Should parents be able to opt kids out of state mandated assessment tests, or should the district enforce rules necessary to have the complete data to assess students on a year to year basis? That was the question facing the St. Michael-Albertville School District earlier this month as the STMA School Board heard a first reading of policy 618: Assessment of Student Achievement, in which superintendent Dr. Jim Behle and other district leaders have recommended an addition to the policy that would mandate participation in locally selected standardized tests.
Current policy allows parents to opt their children out of these locally selected exams, such as the DIBELS test for grades K-4 and the NWEA (also known as MAP) testing that students in grades 2-10 currently take one to three times per school year, depending on grade, to chart their individual growth. Behle said these exams are instrumental in helping teachers see where students are succeeding, where they need additional help and to partially to determine which students qualify for extra interventions or advanced classes.
If the school board approves the district leadership’s recommended additions to this policy, parents would be unable to opt their children out of these tests. They can, however, still opt their children out of state-mandated tests such as MCA exams and student surveys.
Behle said the number of parents, district-wide, who choose to opt their children out of the locally selected exams is small, perhaps two families who have contacted him. But he said district leadership feels that participation in assessments is helpful to educators so they can make the best decisions to support student learning, monitoring curriculum and goal setting.
“Our intent is only because we think this data is valuable,” Behle explained. “We have a curriculum, we want to monitor that curriculum.
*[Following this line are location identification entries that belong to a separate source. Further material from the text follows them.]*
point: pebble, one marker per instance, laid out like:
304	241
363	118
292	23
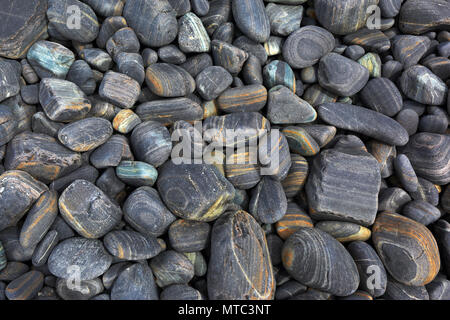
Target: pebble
228	56
87	258
61	20
381	94
344	231
171	267
189	236
417	17
149	18
297	55
44	248
429	154
168	80
50	59
179	186
284	19
405	172
420	84
279	73
18	191
136	282
137	173
150	142
341	75
249	98
251	18
239	266
398	239
268	203
25	287
309	248
285	107
192	35
373	277
131	245
357	177
86	134
145	212
88	210
364	121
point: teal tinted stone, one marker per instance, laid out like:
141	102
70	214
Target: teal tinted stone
50	59
300	141
137	173
3	261
279	72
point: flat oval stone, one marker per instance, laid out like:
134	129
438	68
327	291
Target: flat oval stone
372	274
50	59
420	84
171	267
296	177
44	248
39	219
417	17
196	192
119	89
429	155
131	245
18	192
189	236
240	265
341	75
314	258
136	173
357	198
25	23
268	203
243	99
62	100
41	156
212	81
168	80
408	50
251	18
228	56
370	39
284	19
285	107
300	141
60	15
180	291
279	73
151	143
247	126
343	17
344	231
192	35
407	248
405	172
364	121
87	257
26	287
381	94
154	21
135	283
145	212
305	46
86	134
168	111
422	212
88	210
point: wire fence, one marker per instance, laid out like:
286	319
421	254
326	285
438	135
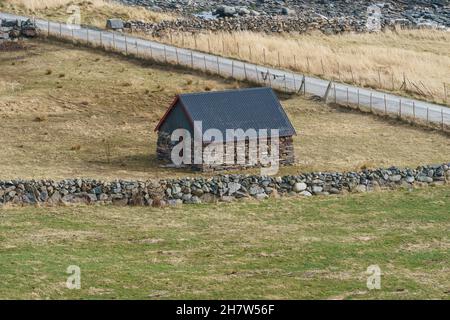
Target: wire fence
334	92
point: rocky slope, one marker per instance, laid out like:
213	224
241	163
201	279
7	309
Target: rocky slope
294	15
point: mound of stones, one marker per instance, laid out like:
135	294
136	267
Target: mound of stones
293	15
218	188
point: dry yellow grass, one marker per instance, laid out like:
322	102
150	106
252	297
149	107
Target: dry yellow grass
98	119
93	12
378	60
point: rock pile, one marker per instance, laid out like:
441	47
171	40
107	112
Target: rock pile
293	15
218	188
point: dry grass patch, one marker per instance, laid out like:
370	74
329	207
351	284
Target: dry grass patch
89	124
93	12
377	60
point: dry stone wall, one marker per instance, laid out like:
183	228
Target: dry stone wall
218	188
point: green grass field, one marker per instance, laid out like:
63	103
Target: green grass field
290	248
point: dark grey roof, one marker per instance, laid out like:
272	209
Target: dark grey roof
114	24
254	108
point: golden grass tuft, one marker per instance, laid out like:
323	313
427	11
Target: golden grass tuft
93	12
378	60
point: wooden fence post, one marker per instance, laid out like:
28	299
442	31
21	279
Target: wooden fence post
218	66
385	105
327	91
358	100
335	95
348	103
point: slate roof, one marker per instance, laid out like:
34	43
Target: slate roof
256	108
114	24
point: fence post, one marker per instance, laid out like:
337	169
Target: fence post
335	95
218	66
358	100
304	85
385	105
327	92
445	92
348	103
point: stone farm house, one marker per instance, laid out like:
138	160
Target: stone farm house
244	109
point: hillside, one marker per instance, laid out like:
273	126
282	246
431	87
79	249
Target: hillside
71	112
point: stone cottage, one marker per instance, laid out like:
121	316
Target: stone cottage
220	130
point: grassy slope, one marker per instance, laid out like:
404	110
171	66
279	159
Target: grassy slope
374	60
378	60
62	108
92	12
290	248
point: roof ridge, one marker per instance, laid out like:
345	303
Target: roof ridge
224	91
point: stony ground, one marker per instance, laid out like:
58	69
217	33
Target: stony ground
355	13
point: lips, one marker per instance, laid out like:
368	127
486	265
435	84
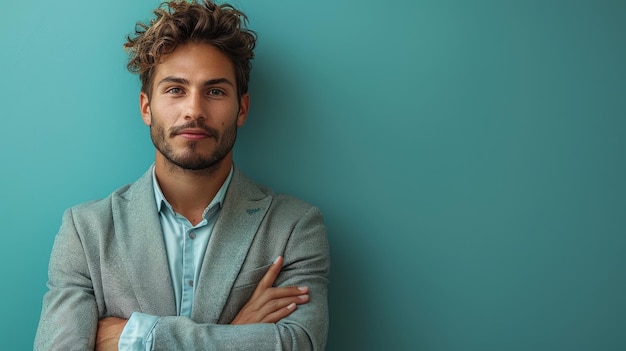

We want to monitor individual student progress.”
Behle said that the formative assessments that teachers use throughout lessons are useful, but that they would also like a standardized assessment so they can benchmark students and have a more universal score to guide them on decisions about which students may need additional support or advanced instruction.
A few parents spoke out against this proposed policy change at the meeting, saying they felt the change would infringe on parental rights. One commenter worried about the data mining that she said goes to the state through many of these tests.
“It puts a lot of third parties in control of our students’ information, and I think that parents and teachers are perfectly capable of determining if our children are doing well in school,” commenter Hollee Saville said.
Saville also brought up that she is curious how schools are sticking with mandated limits on test taking between locally selected and state-mandated exams. The limits are 11 hours per academic year for grades 7-12 and 10 hours for grades 1-6.
Behle responded that MCA exams, ACT tests and advanced-placement exams are excluded from the testing limits, and an audit last year showed the district was under the limits when looking at the length of time it takes a typical student to complete the test. In addition, Behle said, district leaders have looked for ways to decrease testing, such as eliminating fall NWEA tests and measuring student growth from one spring to the next instead. So far they have only enacted this change at the middle school level, but he said they are looking into eliminating the fall NWEA at the elementary level as well.
An audience member who is also a teacher said she worries about taking away parent choice, and questions how integral the testing really is and whether it is worth the classroom time spent.
“I have had third-graders who would spend two hours at a time on each MAP test,” she said. “That’s 12 hours a year of them putting in really hard effort, time that they could be doing project-based learning or doing inquiries, they could be dancing, doing music or other things more significant in their lives than a test.”
Board chair Doug Birk said they would be voting on the matter at the Tuesday, Jan. 19 board meeting, and encouraged parents to reach out to the board or administration with questions, feedback or concerns.